Mit Bezug auf die Datenschutzgrundverordnung

hat der nationale Gesetzgeber in Deutschland mit dem neuen Bundesdatenschutzgesetz (BDSG n.F.) die schon bisher geltende Regelung zur Bestellung eines betrieblichen Datenschutzbeauftragten weitgehend beibehalten. Das heißt, ein betrieblicher DSB muss benannt werden, wenn mindestens zehn Personen ständig mit der Be- und Verarbeitung personenbezogener Daten beschäftigt sind. Praktikanten, Teilzeitkräfte und Auszubildende sind als volle Mitarbeiter anzurechnen.
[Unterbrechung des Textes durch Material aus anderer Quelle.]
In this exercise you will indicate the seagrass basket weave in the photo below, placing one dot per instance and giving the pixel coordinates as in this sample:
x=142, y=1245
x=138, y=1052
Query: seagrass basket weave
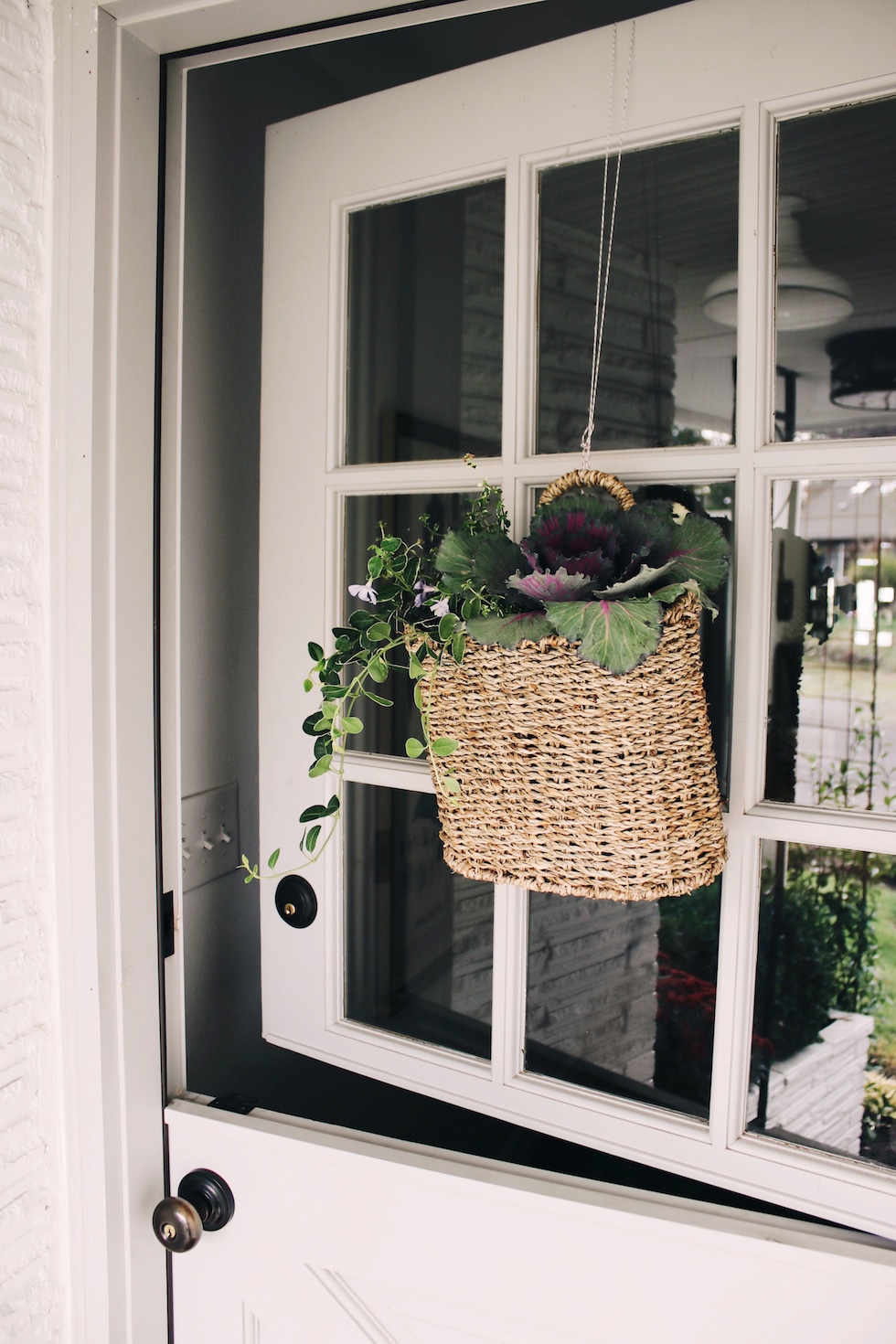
x=577, y=781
Auch die Geschäftsleitung ist einzubeziehen. Arbeiten mehrere Unternehmen oder Einrichtungen in einem unternehmerischen Verbund, sind die Mitarbeiter insgesamt zu addieren.


Kann ich einen internen Datenschutzbeauftragten bestellen?

Die Rechtsnormen verlangen von der Person des betrieblichen DSB, dass er unabhängig und weisungsungebunden zu agieren hat. Ferner hat er als Berater des Verantwortlichen (Geschäftsführung) eine entsprechende Fachkunde nachzuweisen. Das der interne Mitarbeiter als interner DSB einen besonderen Kündigungsschutz genießt, sei an dieser Stelle nur erwähnt. Die Komplexität des Themas in der Umsetzung insgesamt, spricht eher dafür, einen externen Dienstleister als betrieblichen DSB zu benennen, der seine Erfahrungen aus anderen Unternehmen in die Umsetzung mit einbringen kann.
Die Rechtsnormen sehen ausdrücklich vor, dass ein externer Dienstleister als DSB benannt werden kann.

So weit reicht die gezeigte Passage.